As a Program Supervisor with OAG’s Cure the Streets, Cotey Wynn leads a team of six violence interrupters and outreach workers. When observing Cotey at work, you see a respected professional, a loving father, a devoted friend, and a pillar of the community.
What you don’t see is what he had to overcome.
Cotey has called the District’s Trinidad neighborhood home his entire life. After graduating from high school, he was on his way to accepting a baseball and football scholarship. He loved the fame and glory but found himself wanting more. That’s when he started making poor decisions that gave him a shortcut to the jewelry, the cars, and the money. “My peers glorified me for the wrong that I did,” he says. Five different times he was shot. And then, in 2004, Cotey was incarcerated.
To help paint a picture of what incarceration feels like for others, Cotey says: “Go in your bathroom, lock the door, and stay in there all day – because that’s what I had to go through for ten years. And that’s where I had to lay.” While incarcerated, he made a conscious choice to switch from negative to positive thinking and began to do violence interruption work in whatever way he could. He mediated conflicts between inmates and returned items that others had stolen. In 2014, he returned to the community he called home. But after ten years away and the impact of gentrification, Trinidad wasn’t the same – and neither was he.
Re-entering the community presented a whole new set of challenges. The damage to his reputation made it hard for him to find employment. But he wanted to stay on the right path and be a role model for his son. That’s when he found Cure the Streets and became a violence interrupter.
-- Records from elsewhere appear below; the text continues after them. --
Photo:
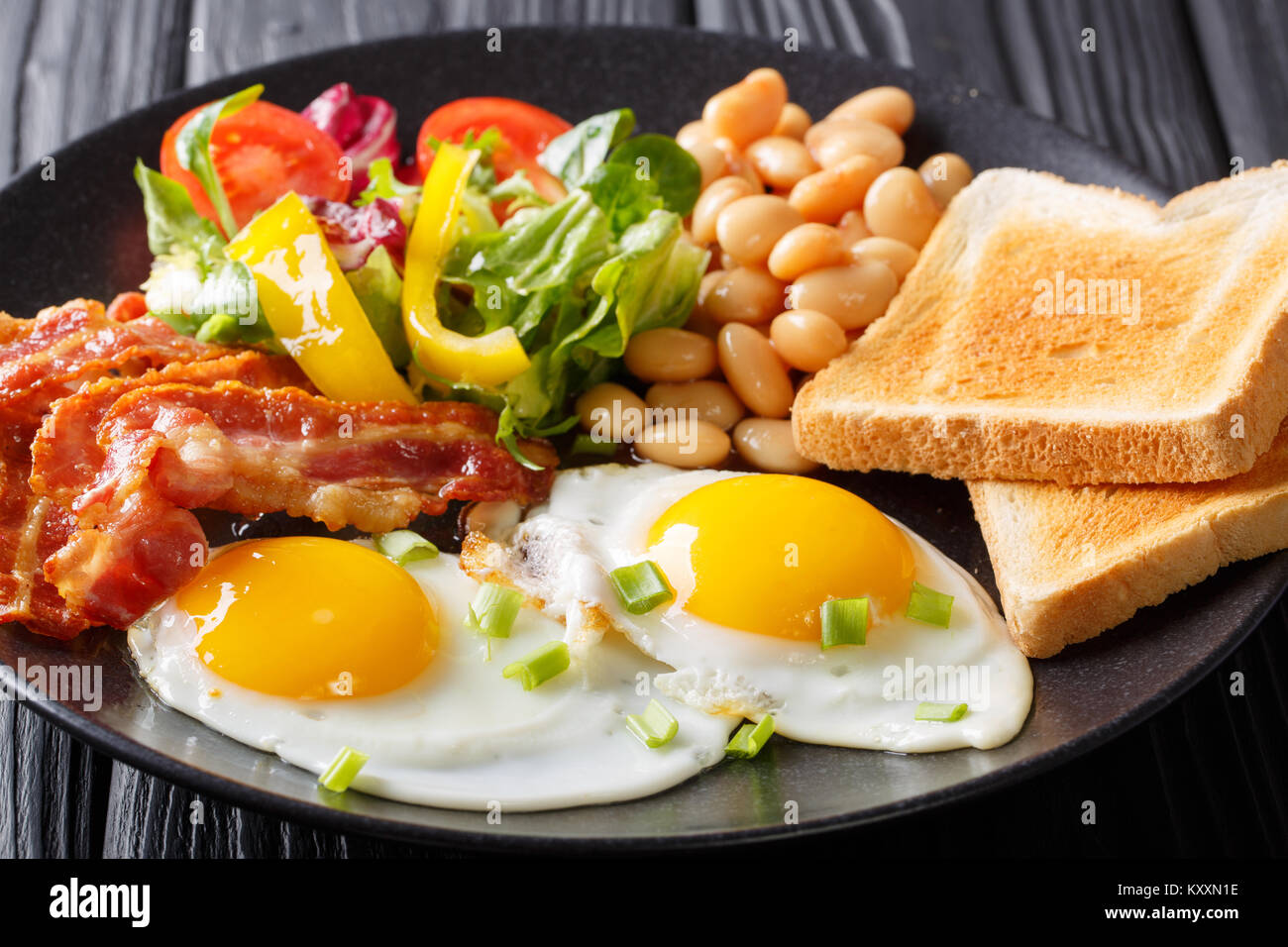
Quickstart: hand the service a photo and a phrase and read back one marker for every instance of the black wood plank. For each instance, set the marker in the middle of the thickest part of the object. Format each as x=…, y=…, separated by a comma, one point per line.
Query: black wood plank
x=1244, y=50
x=1177, y=785
x=243, y=34
x=1138, y=93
Fast forward to two years later, and Cotey is now a full-time Program Supervisor at the Ward 5 Cure the Streets Trinidad site. Cotey’s workdays are completely booked with community engagement activities. Whether helping people find employment, hosting a local event, or mediating a conflict. Sometimes Cotey and his team receive calls in the late hours of the night from community members who need their help, because, as he says, “the community loves our program, they trust us.”
When asked what his proudest moment has been in his time with Cure the Streets, he describes a moment where he received a call from a community member about two people arguing. He says it was because of the relationship that Cure the Streets had built with these two individuals that the community felt comfortable calling him to de-escalate the conflict.
Cotey and the Trinidad Cure the Streets team are examples of community-driven public safety work. They know first-hand about the challenges high-risk individuals in their community face and they are committed to helping those individuals overcome and thrive.
OAG’s Cure the Streets uses a data-driven, public-health approach to treat violence as a disease that can be interrupted, treated, and stopped from spreading. CTS is working in six sites with some of the highest rates of gun violence in Wards 5, 7 and 8.